Interestingly, no associations were found between ANGPTL3 levels and the lipid profile, lipid ratios and anthropometric measures, which is consistent with observations of other authors (Hatsuda et al., 2007; Miida et al., 2008; Robciuc et al., 2010; Shimamura et al., 2007). However, contrary to other researches (Popovic et al., 2010; Scheers et al., 2007), in the present study we found only modest differences in the lipid profile and lipid ratios, related to physical activity status of our subjects. These changes were accompanied with slight differences in serum ANGPTL3 levels between relatively sedentary individuals and their more active peers. The observed lack of the expected alterations in the lipid profile can be attributed both to the mode and volume of exercise training applied by our physically active students. Their habitual training program contained both an endurance and resistance type of muscular activity, while a health oriented and lipid lowering training regime is based mainly on typical endurance activities (Durstine et al., 2001). Additionally, the intensity of training workouts was probably too low to induce the pronounced changes in the lipid profile (Durstine et al., 2001; Tambalis et al., 2009). To the best of our knowledge, there are no data on physical activity-related changes in the ANGPTL3 level, which implies that further investigations in this area are needed.

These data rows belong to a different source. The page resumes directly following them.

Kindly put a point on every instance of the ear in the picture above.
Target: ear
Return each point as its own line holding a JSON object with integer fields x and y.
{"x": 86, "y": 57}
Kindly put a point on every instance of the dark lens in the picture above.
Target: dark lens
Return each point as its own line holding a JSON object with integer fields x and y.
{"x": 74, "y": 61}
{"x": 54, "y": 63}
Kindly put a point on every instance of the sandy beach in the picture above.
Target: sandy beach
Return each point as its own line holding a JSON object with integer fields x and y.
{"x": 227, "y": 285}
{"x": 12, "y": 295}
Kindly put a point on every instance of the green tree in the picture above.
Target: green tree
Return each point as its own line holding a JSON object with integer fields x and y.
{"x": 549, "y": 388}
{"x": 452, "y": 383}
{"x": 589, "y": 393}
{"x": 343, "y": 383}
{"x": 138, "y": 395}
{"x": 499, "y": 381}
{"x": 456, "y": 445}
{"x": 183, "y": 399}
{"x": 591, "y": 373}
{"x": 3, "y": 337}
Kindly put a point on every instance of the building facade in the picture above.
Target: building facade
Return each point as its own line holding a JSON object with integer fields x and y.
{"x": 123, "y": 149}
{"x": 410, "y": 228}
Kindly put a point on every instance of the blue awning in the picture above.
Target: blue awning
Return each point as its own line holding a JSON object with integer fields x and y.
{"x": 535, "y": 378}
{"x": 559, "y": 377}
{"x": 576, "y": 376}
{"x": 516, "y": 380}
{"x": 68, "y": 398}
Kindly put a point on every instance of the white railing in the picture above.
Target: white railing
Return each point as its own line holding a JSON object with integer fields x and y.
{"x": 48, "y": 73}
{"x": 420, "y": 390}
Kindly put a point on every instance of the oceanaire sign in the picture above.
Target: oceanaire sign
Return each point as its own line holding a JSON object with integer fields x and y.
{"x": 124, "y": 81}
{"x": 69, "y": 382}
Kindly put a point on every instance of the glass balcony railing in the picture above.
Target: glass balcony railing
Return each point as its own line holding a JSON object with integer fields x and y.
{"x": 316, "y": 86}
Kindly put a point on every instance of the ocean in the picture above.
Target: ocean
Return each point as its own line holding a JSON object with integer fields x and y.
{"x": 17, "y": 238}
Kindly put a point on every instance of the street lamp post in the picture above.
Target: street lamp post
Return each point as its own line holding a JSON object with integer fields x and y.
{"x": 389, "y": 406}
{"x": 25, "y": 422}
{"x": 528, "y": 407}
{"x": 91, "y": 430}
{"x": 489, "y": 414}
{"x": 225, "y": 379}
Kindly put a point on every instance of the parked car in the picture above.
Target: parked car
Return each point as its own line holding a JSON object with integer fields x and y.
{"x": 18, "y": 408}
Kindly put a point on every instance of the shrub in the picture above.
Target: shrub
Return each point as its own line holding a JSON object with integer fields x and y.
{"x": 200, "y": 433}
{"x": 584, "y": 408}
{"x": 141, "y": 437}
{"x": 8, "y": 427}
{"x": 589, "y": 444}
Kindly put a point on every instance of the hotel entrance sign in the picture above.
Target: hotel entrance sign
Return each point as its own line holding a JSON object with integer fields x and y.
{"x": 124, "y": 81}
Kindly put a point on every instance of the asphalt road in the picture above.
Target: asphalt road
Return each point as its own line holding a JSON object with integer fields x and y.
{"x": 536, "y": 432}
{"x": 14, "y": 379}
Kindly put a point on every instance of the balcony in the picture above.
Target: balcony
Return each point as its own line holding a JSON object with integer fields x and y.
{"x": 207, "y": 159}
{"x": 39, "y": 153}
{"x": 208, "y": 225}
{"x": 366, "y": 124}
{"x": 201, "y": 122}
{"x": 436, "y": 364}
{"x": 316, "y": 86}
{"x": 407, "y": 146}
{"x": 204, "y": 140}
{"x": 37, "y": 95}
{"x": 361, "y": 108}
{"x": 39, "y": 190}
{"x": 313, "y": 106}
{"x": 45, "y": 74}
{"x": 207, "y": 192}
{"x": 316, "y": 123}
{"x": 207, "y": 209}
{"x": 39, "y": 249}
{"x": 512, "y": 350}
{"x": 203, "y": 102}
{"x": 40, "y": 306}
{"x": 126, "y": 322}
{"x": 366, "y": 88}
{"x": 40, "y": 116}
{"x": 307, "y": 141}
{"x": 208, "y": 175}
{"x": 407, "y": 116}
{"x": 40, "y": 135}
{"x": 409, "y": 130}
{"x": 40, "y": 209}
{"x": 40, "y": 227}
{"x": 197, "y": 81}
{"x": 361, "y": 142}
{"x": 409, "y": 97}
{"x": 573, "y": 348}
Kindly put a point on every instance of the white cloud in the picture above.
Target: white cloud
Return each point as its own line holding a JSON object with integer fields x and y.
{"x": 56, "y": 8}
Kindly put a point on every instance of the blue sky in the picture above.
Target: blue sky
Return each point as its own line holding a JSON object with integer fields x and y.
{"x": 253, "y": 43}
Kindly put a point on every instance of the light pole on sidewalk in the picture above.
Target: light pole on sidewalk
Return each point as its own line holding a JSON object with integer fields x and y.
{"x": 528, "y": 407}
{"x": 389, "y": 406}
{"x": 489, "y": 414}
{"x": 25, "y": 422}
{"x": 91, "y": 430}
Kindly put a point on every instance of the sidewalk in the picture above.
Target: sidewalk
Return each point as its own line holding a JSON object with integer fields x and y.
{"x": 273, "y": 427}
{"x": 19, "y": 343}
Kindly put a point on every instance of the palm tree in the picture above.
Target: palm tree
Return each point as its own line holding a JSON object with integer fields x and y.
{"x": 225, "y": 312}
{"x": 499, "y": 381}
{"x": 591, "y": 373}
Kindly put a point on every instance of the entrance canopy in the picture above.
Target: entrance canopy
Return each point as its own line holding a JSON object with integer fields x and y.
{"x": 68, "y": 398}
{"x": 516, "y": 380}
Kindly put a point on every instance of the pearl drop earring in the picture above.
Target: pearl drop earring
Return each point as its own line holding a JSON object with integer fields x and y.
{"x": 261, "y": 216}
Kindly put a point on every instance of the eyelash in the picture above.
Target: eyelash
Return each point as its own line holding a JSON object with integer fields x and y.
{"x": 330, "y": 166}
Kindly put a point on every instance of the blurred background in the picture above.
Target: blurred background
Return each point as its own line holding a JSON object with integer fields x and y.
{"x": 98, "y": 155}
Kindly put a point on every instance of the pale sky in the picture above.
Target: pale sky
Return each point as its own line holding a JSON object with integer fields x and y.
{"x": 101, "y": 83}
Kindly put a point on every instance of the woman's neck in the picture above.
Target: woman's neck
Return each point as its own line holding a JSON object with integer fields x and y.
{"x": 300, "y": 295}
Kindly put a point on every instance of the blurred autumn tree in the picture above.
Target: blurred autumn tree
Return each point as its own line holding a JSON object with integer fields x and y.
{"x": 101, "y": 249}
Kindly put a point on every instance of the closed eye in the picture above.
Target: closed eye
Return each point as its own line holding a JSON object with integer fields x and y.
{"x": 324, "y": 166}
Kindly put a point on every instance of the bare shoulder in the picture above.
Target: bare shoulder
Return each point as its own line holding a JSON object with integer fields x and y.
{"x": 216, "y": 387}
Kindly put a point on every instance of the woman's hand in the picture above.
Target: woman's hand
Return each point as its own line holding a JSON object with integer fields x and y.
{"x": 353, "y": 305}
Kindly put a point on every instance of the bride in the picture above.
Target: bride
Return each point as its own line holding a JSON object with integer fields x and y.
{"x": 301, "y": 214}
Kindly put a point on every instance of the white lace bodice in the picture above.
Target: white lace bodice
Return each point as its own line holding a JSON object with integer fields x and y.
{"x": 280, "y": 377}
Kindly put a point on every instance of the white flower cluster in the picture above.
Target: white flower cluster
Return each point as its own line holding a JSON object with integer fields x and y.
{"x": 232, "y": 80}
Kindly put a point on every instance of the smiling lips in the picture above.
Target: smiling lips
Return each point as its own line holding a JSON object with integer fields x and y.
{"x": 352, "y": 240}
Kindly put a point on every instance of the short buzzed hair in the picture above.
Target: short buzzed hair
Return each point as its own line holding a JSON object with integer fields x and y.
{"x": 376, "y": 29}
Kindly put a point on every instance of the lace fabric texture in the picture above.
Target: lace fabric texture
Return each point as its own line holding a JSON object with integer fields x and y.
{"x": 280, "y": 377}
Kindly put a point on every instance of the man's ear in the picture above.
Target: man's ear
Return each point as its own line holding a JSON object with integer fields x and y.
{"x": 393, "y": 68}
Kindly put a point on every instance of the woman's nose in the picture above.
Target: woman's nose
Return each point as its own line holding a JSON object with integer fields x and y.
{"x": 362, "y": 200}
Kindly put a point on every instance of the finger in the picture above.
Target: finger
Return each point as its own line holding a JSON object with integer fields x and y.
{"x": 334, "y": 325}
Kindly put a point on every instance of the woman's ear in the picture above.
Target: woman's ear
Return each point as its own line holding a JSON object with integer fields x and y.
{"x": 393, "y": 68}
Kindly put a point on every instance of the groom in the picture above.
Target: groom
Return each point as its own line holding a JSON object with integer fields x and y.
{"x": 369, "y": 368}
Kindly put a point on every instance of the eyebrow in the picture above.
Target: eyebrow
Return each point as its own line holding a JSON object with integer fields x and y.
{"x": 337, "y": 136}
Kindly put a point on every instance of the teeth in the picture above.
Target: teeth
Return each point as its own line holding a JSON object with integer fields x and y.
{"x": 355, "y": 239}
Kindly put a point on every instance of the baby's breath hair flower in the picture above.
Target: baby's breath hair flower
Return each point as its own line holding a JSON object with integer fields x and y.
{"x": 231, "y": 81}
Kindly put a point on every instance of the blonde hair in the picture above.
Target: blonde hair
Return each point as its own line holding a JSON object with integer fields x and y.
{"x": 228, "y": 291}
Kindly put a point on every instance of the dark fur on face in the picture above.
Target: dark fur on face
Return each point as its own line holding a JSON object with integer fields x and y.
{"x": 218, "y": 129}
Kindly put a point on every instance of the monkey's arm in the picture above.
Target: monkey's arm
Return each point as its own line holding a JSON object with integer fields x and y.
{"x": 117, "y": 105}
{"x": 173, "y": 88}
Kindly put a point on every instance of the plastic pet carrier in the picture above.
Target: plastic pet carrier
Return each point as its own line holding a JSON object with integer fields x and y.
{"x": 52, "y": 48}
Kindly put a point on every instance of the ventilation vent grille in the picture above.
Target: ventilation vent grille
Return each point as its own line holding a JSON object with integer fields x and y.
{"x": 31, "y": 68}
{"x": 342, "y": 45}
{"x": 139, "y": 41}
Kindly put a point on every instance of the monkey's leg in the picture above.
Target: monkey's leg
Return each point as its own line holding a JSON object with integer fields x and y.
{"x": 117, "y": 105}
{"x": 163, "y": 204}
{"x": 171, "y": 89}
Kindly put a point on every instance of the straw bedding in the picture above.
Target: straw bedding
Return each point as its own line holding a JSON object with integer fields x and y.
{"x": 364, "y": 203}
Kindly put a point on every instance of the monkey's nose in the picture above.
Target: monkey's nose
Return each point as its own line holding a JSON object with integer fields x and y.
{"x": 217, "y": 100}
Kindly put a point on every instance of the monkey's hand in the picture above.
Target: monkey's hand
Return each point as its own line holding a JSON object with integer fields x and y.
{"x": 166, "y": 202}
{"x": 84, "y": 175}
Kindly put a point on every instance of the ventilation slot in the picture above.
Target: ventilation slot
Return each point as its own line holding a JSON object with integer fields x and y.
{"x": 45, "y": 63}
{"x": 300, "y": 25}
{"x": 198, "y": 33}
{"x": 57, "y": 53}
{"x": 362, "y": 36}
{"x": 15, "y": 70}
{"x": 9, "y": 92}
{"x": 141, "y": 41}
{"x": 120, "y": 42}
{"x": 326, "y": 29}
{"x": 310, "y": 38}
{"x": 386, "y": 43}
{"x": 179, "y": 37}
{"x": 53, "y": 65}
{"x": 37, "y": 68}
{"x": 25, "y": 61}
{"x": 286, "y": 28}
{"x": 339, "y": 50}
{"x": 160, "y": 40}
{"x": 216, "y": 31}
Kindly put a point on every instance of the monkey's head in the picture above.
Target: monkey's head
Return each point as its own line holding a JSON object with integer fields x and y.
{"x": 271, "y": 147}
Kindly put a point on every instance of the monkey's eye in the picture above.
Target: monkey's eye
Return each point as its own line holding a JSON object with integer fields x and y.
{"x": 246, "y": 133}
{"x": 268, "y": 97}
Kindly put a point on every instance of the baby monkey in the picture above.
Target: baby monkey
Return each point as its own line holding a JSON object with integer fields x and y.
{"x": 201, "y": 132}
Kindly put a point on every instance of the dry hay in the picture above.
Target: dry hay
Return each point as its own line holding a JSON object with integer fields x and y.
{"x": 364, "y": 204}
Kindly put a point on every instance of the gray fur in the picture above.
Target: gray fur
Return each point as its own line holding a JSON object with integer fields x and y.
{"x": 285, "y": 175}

The main limitations of this study were its cross-sectional design, relatively small sample sizes, and lack of information on the subjects’ dietary intake as well as the actual physical workloads, which limit the generalisability of research findings.

In conclusion, regular participation of young adults in recreational physical activities is not associated with marked alterations in the level of circulating, liver derived ANGPTL3 and lipid profile measures, although independent of physical activity status, serum contents of ANGPTL3 and HDL-C are higher in females than in males. Lower levels of the TG/HDL-C ratio and AIP in physically active compared to relatively sedentary participants, reflecting predominance of large, buoyant LDL particles, strongly support the view of beneficial health-promoting effects of regular participation in recreational activities.